Blazing by adopters
Thank you for the example, Roy. Perfect example of why blazing should be left to the adopter, who has after all been informed of the normal guidelines for trail marking.
On Mt. Cardigan, for example, the tourist trails are somewhat overblazed save where we have a wide treadway and clearing through the trees. More remote trails have much sparser blazing, more in line with normal guidelines. However, after decades of hearing both the good and the bad from hikers I have concluded that if we have limited crew time then that time is better spent keeping the blazes clear and visible rather than cutting brush. Usually we have a crew of two, one to trim brush especially where it screens a blaze and the other to paint. We move slowly, about a mile an hour, and the trimmer trims almost constantly save in places with a tight canopy overhead and little undergrowth...

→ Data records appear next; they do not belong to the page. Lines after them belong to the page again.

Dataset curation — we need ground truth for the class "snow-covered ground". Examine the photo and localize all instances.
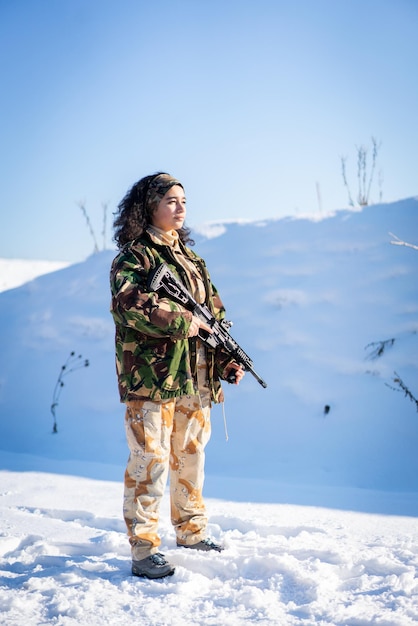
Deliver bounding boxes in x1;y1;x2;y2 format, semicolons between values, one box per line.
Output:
0;199;418;626
0;472;418;626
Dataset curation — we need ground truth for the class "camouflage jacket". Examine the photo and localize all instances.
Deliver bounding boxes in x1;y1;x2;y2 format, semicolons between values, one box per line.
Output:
110;233;232;402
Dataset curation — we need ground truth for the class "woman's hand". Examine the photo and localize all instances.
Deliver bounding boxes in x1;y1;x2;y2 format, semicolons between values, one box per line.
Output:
224;363;245;385
187;315;213;337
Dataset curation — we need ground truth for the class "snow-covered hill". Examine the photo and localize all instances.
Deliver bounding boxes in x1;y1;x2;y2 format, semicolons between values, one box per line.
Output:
0;199;418;626
0;259;70;291
0;199;418;508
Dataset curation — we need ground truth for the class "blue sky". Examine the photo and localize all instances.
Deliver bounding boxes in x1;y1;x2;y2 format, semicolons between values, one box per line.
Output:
0;0;418;261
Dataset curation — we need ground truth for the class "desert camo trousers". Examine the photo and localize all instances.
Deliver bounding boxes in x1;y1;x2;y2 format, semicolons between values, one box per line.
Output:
123;350;211;560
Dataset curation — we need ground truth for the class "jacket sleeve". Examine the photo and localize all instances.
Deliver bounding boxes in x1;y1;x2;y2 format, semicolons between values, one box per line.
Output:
110;250;192;339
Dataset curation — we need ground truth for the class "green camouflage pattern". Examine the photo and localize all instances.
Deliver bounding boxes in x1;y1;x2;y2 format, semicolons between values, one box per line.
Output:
110;233;231;402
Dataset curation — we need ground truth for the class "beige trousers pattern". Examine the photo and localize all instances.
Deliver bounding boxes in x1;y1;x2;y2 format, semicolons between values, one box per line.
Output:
123;349;211;560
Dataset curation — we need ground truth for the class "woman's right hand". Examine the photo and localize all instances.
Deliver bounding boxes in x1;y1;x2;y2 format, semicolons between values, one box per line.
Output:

We use latex gloss enamel paint. It does not hurt the bark of trees, is very weather-resistant, and the gloss does a fine job of reflecting headlamps and flashlights in dim light. We find that blazes last about eight years in the woods, but only four years in the alpine zone where sun and wind are harsher. On that granite dome mountain where trails cross ledges too smooth and steep for cairns (if there was rock enough near enough, which there ain't), paint blazes are the only way to show the trail route. Given the thick fog that covers the summit on occasion, we have blazed those ledges as close as five yards between blazes, which is none too close for that place.
I offer this as but one example of how adopters have adapted the guidelines to a specific mountain and user groups.